The deal was nearly sealed and signed on the dotted line. Rick Barnes, on the advice of his longtime financial advisor, was set to become the next head coach at UCLA. The lure of bringing a storied program back to relevance to cap off his career was enticing.
Barnes then prayed on the decision long and hard, asking that he be guided in the right direction. That’s when the negotiations stalled and the veteran coach saw the writing on the wall.
“I believe God made it very clear through many people that I’m supposed to be at Tennessee,” Barnes said. “And it really goes above and beyond the basketball program.”

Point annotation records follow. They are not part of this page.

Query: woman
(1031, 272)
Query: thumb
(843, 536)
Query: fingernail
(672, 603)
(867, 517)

While Barnes and Tennessee basketball experienced unprecedented success on the court this season, it’s the relationships he and his wife have established in the community that weighed on his mind so much.
Turns out that Knoxville doesn’t make it any easier on the commercial side of the bargain, either.
Countless restaurants offered Barnes free food ‘for life.’ The Tennessee Smokies and Knoxville Ice Bears both brought forth season tickets. While oblivious to the countless propositions at the time, Barnes’ love for East Tennessee goes beyond any signature eatery.
“I’m in love with this community and I’m in love with this state,” Barnes said. “I think we have a lot of great things going on this town and I want to continue to make Knoxville one of the greatest places to live.”
It was the offer that Tennessee athletic director Phillip Fulmer and interim president Randy Boyd put together that was the most enticing, however.
A former coach himself, with a plethora of experience in college athletics, Fulmer’s mindset from the beginning was to out-bargain UCLA. If the Bruins were going to steal Barnes from the Vols, it would not be easy.
“We weren’t going to let anybody come in here and buy our coach without putting up a great fight,” Fulmer said. “We weren’t just going to let him go away.”
A historian of the game, Barnes grew up idolizing the late John Wooden, who coached the Bruins to 10 national championships and 12 Final Four appearances before his retirement in 1975.
He also gained a lifelong fan in Barnes who, despite growing up thousands of miles away from UCLA’s campus, greatly admired the program growing up.
When Barnes was in eighth grade, his family spent $56 to send him to the Campbell College Basketball Camp, the oldest in the country. His reasoning behind it? Wooden was going to be there, along with NBA legend Pete Maravich.
The lure that comes with coaching where one of your role models once did was intriguing, and it was the sole reason Barnes began listening.
“It was the fact that I’ve got so much respect for UCLA basketball and what it meant to me growing up” Barnes said. “That was really the sole reason that it all got started.”
Was there a chance that Barnes was ready to head west? Absolutely. Had the buyout negotiations not flamed out, Barnes confirmed that he would have been addressing the media in Southern California instead.
“I think I would have been the coach at UCLA,” Barnes said.
The process wasn’t always a pleasant experience, either. Barnes lost over five pounds during that time as the decision continued to weigh on him.
“I didn’t come out of my house for two days…you don’t feel like eating,” Barnes said. “I have put it (five pounds) back on, though.”
While a deal with UCLA was not far off, the two sides were unable to reach an agreement as deliberations furthered.
Despite a lucrative counteroffer from Tennessee’s administration, the Hickory, N.C., native constantly kept an open mind in terms of what each decision would mean for him and his career.
Ultimately, Barnes’ decision rested on faith and financial terms, and while he is at peace with his decision, reality for Tennessee basketball fans could very well have changed within just a days’ time.
“It has to make sense from a financial standpoint,” Barnes said. “We just couldn’t work it out with the buyout in terms of what was going to be that part of it.”